Les balles de coton s'entassent en piles sur ses flancs, sur le pont, partout! On dirait une gigantesque masse grise. Il nous faut un examen attentif pour découvrir notre humble ami Tom. Nous l'apercevons enfin à l'avant du navire, blotti entre les balles de coton.

Les recommandations de M. Shelby ont produit leur effet; Haley, d'ailleurs, a pu juger lui-même de la douceur et de la tranquillité de ce caractère inoffensif; Tom a déjà sa confiance: la confiance d'un homme comme Haley!

D'abord il l'avait étroitement surveillé pendant le jour, il n'avait laissé passer aucune nuit sans l'enchaîner.... et puis, peu à peu, le calme, la résignation de Tom, l'avaient gagné: il se relâchait de sa surveillance, se contentait d'une sorte de parole d'honneur, et lui permettait d'aller et de venir à sa guise sur le bateau.

Toujours bon et obligeant, toujours prêt à rendre service aux travailleurs dans toute occasion, il avait conquis l'estime de tous en les aidant avec le même zèle et le même cœur que s'il eût travaillé dans une ferme du Kentucky.

Quand il voyait qu'il n'y avait plus rien à faire pour lui, il se retirait entre les balles de coton, dans quelque recoin de l'avant, et se mettait à étudier la Bible.

C'est dans cette occupation que nous le surprenons maintenant.

A cent et quelques milles avant la Nouvelle-Orléans, le niveau du fleuve est plus élevé que la contrée qu'il traverse, il roule sa masse énorme entre de puissantes digues de vingt pieds; du haut du pont, comme du sommet de quelque tour flottante, le voyageur découvre tout le pays jusqu'à des distances presque infinies. Tom, en voyant se dérouler ainsi les plantations l'une après l'autre, avait pour ainsi dire sous les yeux la carte de l'existence qu'il allait mener.

Il voyait dans le lointain les esclaves au travail, il voyait leurs villages de huttes, rangées en longues files, loin des superbes maisons et du parc du maître; et à mesure que se déroulait ce tableau vivant, son cœur retournait à la vieille ferme du Kentucky, cachée sous le feuillage des vieux hêtres!

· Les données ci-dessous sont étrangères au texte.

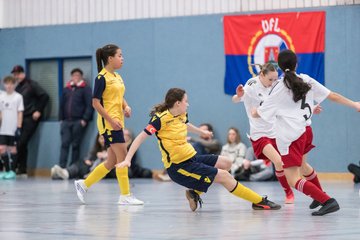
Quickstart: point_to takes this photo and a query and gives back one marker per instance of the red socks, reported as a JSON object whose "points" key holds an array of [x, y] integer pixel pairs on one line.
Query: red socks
{"points": [[314, 179], [283, 182]]}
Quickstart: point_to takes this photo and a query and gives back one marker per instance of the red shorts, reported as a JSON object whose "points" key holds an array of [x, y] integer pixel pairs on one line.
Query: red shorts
{"points": [[259, 145], [298, 149]]}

Il revenait à la maison de Shelby, aux appartements vastes et frais, et à sa petite case à lui, toute festonnée de multiflores, toute parée de bignonies.... Il croyait reconnaître le visage familier de son camarade, élevé avec lui depuis l'enfance; il voyait sa femme occupée des apprêts du souper, il entendait le rire joyeux de ses enfants et le gazouillement du baby sur ses genoux.... puis tout s'évanouit.... Il ne vit plus que les cannes à sucre et les cyprès des plantations étincelantes; il n'entendit plus que le craquement et le mugissement de la machine, qui ne lui disait, hélas! que trop clairement, que toute cette phase de sa vie était disparue pour toujours.

Dans de pareilles circonstances, nous avons, nous, la lettre, cette joie amère! nous écrivons à notre femme; nous envoyons des messagers à nos enfants. Mais Tom ne pouvait pas écrire: pour lui la poste n'existait pas. Pas un seul ami, pas un signal qui pût jeter un pont sur l'abîme de la séparation!

Est-il étrange alors que quelques larmes tombent sur les pages de sa Bible, posée sur une balle de coton, pendant que d'un doigt patient il s'avance lentement d'un mot à l'autre mot, découvrant l'une après l'autre les promesses de Dieu et nos espérances?